Reputation: 97
I want to train a neural network that generates text character by character. After some research I have decided to use a LSTM network for this task.
My input is structured as follows: I have a file full of text (roughly 90,000,000 characters), which I slice up into overlapping sequences of 50 characters. Consider this example sentence:
The quick brown fox jumps over the lazy dog
I split the text up into sequences:
The quick brown
he quick brown_
e quick brown f
_quick brown fo
quick brown fox
I added underscores where the spaces wouldn't be displayed in these...
These shall be the time steps for my input data.

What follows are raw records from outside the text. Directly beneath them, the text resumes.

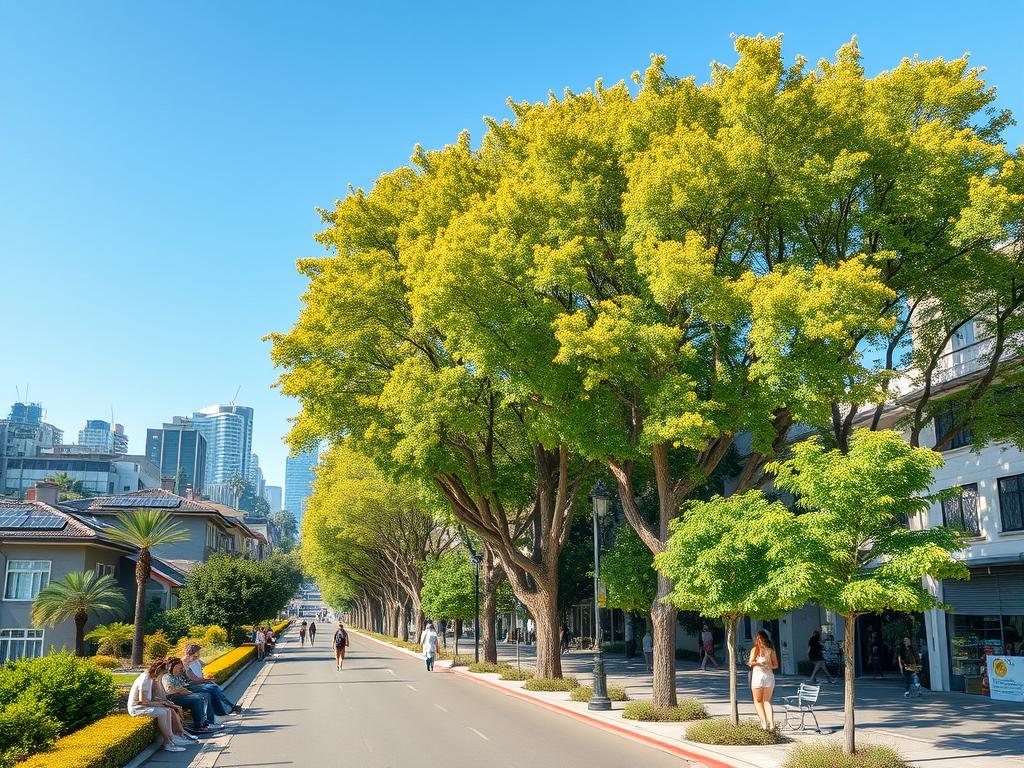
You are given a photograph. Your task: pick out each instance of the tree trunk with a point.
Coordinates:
(543, 605)
(849, 658)
(80, 619)
(141, 577)
(730, 648)
(488, 609)
(664, 617)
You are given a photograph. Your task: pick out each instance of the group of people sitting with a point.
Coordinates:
(171, 686)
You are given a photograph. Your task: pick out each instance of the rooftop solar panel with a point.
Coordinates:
(165, 502)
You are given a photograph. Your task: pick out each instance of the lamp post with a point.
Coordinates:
(476, 627)
(599, 700)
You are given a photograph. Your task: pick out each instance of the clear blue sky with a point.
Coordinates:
(160, 162)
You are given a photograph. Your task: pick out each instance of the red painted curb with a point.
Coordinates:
(643, 738)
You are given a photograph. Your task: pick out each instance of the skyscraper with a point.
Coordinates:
(178, 445)
(100, 434)
(228, 432)
(299, 476)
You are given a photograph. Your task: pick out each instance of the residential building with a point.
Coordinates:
(102, 435)
(274, 497)
(179, 449)
(228, 432)
(299, 476)
(95, 473)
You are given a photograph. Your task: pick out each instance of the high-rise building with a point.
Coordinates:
(101, 434)
(274, 497)
(179, 445)
(228, 432)
(299, 476)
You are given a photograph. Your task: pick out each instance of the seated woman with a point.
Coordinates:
(200, 684)
(143, 702)
(175, 685)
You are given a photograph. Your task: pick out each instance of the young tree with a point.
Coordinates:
(733, 557)
(450, 588)
(144, 529)
(863, 557)
(75, 596)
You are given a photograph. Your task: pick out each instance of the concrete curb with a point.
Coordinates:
(644, 738)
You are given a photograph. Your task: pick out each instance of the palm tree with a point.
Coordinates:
(76, 595)
(144, 529)
(112, 637)
(238, 485)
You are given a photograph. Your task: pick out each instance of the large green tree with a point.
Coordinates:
(864, 559)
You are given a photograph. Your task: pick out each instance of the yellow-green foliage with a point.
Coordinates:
(157, 645)
(223, 667)
(107, 743)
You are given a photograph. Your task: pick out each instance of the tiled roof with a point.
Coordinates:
(72, 529)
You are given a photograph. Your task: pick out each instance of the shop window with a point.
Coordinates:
(1012, 502)
(962, 510)
(16, 644)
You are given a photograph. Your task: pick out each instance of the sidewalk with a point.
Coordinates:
(938, 730)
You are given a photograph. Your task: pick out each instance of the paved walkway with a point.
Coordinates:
(384, 711)
(939, 730)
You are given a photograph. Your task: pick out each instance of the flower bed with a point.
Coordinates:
(109, 742)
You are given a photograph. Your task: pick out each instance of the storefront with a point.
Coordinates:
(986, 619)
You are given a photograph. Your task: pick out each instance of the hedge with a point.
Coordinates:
(107, 743)
(223, 667)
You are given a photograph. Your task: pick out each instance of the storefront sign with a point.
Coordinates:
(1006, 678)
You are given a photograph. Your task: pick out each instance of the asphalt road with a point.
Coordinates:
(385, 711)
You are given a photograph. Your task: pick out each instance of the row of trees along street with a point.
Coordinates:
(623, 281)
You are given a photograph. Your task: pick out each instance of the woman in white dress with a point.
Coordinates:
(763, 664)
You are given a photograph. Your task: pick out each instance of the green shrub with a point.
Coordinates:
(156, 645)
(830, 755)
(686, 710)
(108, 743)
(71, 689)
(25, 729)
(719, 731)
(551, 684)
(584, 692)
(510, 673)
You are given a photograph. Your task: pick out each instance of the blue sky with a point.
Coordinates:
(160, 163)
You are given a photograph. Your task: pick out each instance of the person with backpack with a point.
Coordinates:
(340, 643)
(429, 642)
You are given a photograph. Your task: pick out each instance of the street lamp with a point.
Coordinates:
(599, 700)
(477, 559)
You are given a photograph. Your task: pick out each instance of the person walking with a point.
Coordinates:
(648, 650)
(909, 666)
(429, 642)
(340, 643)
(763, 664)
(816, 654)
(707, 648)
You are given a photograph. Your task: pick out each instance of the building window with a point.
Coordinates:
(1012, 502)
(103, 568)
(944, 421)
(26, 579)
(962, 510)
(16, 644)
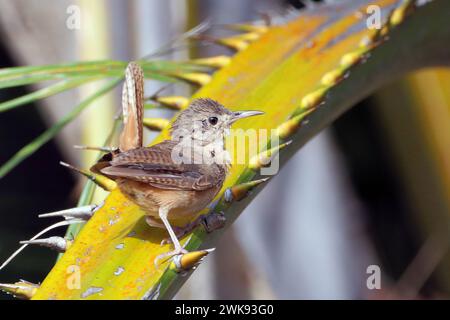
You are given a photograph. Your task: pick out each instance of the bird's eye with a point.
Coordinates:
(213, 120)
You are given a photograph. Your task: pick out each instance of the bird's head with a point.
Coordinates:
(206, 121)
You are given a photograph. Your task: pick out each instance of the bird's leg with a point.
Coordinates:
(163, 212)
(211, 221)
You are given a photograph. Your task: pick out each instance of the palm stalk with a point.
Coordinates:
(303, 74)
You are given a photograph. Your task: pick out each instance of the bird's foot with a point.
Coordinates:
(210, 222)
(169, 255)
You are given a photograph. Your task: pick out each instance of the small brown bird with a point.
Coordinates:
(178, 177)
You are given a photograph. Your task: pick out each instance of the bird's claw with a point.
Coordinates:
(170, 254)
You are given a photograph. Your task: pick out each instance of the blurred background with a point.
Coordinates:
(373, 189)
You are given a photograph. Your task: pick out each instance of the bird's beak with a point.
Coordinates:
(244, 114)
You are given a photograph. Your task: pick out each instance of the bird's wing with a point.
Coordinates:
(154, 165)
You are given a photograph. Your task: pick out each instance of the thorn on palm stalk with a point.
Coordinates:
(155, 124)
(289, 127)
(66, 222)
(173, 102)
(264, 158)
(314, 99)
(188, 261)
(333, 77)
(240, 191)
(82, 213)
(101, 181)
(21, 289)
(55, 243)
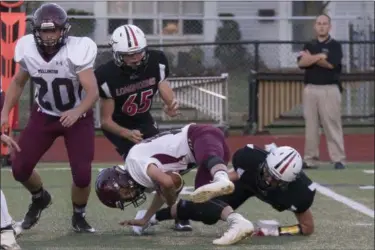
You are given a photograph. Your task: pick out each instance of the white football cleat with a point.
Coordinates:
(239, 229)
(146, 228)
(8, 241)
(221, 185)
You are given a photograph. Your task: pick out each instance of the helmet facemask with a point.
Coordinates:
(130, 192)
(267, 180)
(50, 28)
(116, 189)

Output would be the character that comes next after each sequence, so _, f, o, x and _
for the sequences above.
Characters are one-hot encoded in a vector with the length of all characters in the dictionary, so with an alphabet consisting of A B C D
, the character C would be represented as [0 0 1 0]
Because I can't fit all text vectorized in memory at once, im breaking it up into batches that contain only a small amount of generated sequences for the network to train on.
With that I get my input placeholder:
x = tf.placeholder(tf.float32, [batch_size, time_steps, char_size]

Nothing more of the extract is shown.